A new business will create a better future for itself by offering the best possible product or service. Successful businesses can identify problems that need addressed and innovate solutions to these problems.

This way, a new business can build a strong customer base before its competitor even has time to get started. With a strong customer base, the business can also fund further research and development that will allow it to stay ahead of the curve.

The strengths and weaknesses of existing theories:

The marketing mix theory has been around for decades, and there is a great deal of research to support it. This makes the approach easily accessible to anyone looking for information. The marketing mix theory also differentiates between product and promotion, which gives it more depth.

On the other hand, the marketing mix theory is not as forward-thinking as it could be. The approach focuses on what is happening in the business world today. It doesn’t consider what will happen tomorrow.

The experience economy theory is a new idea that has not been proven yet. The theory suggests that society places more value on experiences than material things, but there are counterexamples. For example, with the rise in e-commerce, it seems as though people are more interested in purchasing physical goods rather than experiences.

The innovation theory explains why businesses fail but don’t offer solutions to avoid failure. This theory also does not address the future, only the present, and recent past.

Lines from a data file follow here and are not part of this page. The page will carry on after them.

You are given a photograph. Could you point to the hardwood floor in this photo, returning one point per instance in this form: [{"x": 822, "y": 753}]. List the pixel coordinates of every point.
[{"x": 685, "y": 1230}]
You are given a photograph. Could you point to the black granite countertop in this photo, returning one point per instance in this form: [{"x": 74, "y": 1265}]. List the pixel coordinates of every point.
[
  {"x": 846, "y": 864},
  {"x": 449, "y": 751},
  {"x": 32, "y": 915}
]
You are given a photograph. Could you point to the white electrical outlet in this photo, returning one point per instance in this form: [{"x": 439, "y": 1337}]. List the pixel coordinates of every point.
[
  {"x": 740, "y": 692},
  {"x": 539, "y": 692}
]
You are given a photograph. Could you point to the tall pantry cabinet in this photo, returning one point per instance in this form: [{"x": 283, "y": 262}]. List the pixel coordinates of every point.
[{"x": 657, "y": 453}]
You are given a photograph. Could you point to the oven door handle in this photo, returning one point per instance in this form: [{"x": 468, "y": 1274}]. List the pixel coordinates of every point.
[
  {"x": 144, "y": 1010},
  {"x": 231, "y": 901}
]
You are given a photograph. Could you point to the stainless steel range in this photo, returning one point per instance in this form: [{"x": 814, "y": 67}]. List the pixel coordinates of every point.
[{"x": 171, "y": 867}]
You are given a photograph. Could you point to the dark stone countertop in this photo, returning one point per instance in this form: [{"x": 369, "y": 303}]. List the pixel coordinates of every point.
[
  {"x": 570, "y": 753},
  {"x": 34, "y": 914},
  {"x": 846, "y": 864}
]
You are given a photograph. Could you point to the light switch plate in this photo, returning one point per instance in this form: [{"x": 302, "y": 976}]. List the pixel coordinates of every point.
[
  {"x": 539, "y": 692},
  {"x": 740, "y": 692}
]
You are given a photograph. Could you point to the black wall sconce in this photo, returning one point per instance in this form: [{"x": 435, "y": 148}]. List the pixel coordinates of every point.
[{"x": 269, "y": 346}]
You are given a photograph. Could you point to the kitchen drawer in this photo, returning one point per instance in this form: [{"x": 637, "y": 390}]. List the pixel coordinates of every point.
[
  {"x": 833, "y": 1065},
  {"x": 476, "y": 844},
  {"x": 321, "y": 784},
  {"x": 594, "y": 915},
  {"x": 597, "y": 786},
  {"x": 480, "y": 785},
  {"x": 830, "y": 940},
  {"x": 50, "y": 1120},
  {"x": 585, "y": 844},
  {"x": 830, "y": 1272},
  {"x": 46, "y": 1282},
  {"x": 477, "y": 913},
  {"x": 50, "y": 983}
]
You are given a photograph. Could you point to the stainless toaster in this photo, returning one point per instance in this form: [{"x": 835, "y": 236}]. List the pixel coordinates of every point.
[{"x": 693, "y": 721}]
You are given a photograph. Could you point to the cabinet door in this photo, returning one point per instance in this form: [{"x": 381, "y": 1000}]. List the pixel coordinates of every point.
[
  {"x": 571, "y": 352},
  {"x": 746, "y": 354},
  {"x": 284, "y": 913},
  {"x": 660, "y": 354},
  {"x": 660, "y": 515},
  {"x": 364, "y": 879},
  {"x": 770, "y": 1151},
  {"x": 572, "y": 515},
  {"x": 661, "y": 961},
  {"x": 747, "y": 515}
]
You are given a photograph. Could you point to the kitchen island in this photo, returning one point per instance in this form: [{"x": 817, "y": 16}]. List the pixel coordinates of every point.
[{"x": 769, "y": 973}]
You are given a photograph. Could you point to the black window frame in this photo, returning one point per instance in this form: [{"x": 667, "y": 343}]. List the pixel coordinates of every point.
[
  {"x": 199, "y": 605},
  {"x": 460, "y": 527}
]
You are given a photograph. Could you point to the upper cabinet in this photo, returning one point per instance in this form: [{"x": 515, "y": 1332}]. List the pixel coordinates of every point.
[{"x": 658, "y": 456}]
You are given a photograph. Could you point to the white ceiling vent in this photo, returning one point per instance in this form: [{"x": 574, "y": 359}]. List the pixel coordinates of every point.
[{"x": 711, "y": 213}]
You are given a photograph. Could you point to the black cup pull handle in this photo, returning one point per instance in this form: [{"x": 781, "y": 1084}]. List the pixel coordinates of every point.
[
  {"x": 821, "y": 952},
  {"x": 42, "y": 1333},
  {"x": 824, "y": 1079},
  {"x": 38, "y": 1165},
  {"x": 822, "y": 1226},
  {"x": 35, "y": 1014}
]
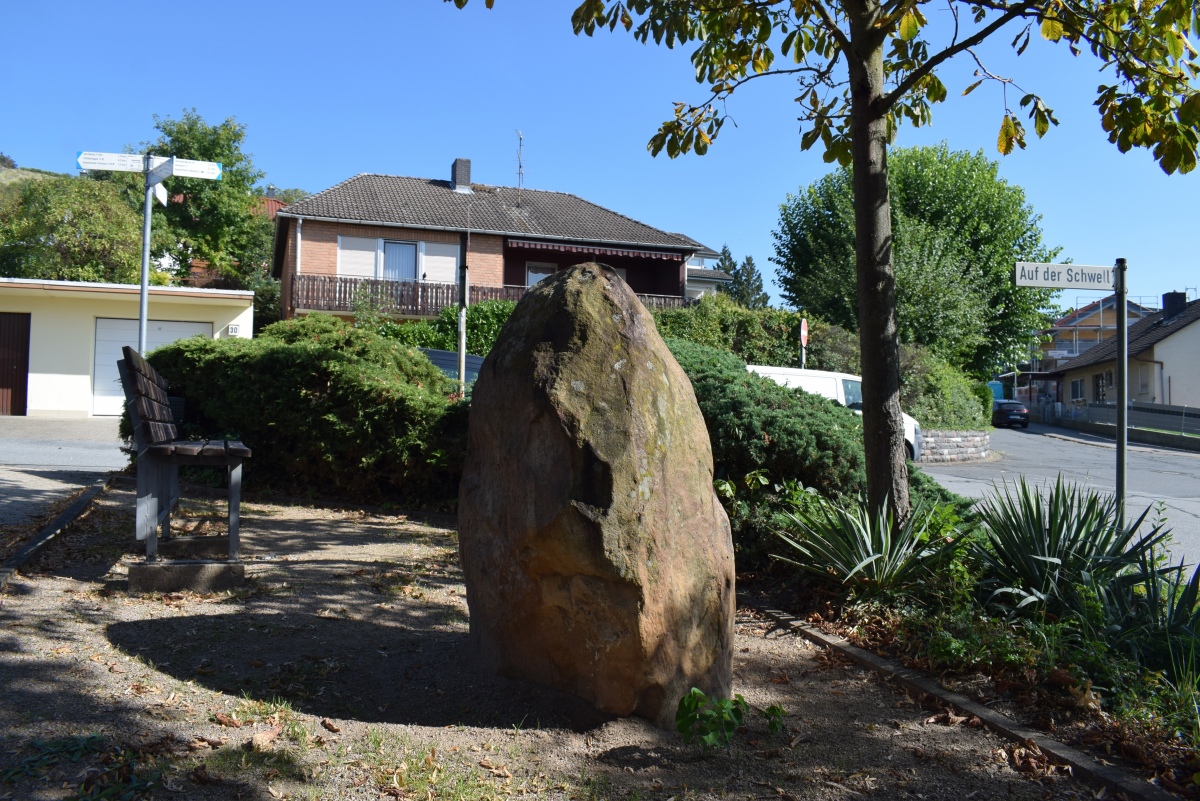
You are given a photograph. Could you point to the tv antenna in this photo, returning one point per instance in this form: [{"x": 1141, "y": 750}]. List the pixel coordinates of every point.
[{"x": 520, "y": 164}]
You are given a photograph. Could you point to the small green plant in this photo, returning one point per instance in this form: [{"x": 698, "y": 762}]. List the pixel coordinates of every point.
[
  {"x": 51, "y": 752},
  {"x": 869, "y": 550},
  {"x": 774, "y": 715},
  {"x": 713, "y": 721}
]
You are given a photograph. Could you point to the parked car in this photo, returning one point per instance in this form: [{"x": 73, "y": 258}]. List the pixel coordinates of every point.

The new theory started by answering the problem of how to make new businesses sustainable. By focusing on what will happen in the future, this theory provides more value to businesses than existing theories. By focusing on innovation, this theory ties in closely to the other existing approaches.

The new theory has not been proven yet, so it’s too early in development for anyone to use.

Further research:

The possible relationship between the experience economy theory and the innovation theory needs to be analyzed.

The perceived value of a new business coming to market should also be explored.

The cultural differences in how products are marketed across the world also need to be analyzed.

The new theory needs to be developed further so it can provide businesses with insights into the future.

Take Away

The theory development process is recursive. You may go through each step several times before you get it right. Considering what other scientists have done before can help you run your ideas up the flagpole to see if they fly.

Remember developing a good theory is an important skill. To get better at it, consider the tips above.